La mort est insoutenable, aussi faut-il le secours de quelque haute idée ou peut-être d’une croyance pour en supporter le spectacle. À moins qu’on ne la cache !

Dans l’anonymat des métropoles où l’âme s’en va en silence, n’éveillant d’autre effroi que celui de quelques voisins au passage des déménageurs qui vident l’appartement. Dans la relégation des établissements hospitaliers où les visites finissent en calvaire. Lorsqu’il n’y a plus de communauté, la mort se cache et se commet en secret, le tocsin depuis longtemps a renoncé à couvrir le bruit des villes et les offices mortuaires réunissent quelques rares proches en toute discrétion.

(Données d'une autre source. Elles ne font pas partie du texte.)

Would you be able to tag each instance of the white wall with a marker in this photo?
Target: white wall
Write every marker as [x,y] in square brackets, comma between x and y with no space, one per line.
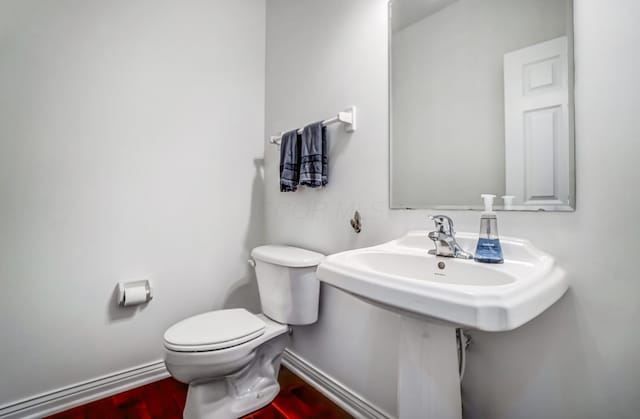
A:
[449,66]
[580,358]
[128,133]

La mort qu’on ne voit pas n’effraye pas non plus, elle se contente de remplir de terreur celui qui s’en va, une terreur d’autant plus grande que les rives du Styx ressemblent à quelque chambre au milieu d’appartements où les voisins continuent de déplacer des chaises qui raclent et à fermer des portes qui claquent. La barque du passeur Charon accoste sous les décibels de la télévision de l’autre côté de la cloison. Souvent, il ne se trouve pas même une âme pour recueillir le dernier râle.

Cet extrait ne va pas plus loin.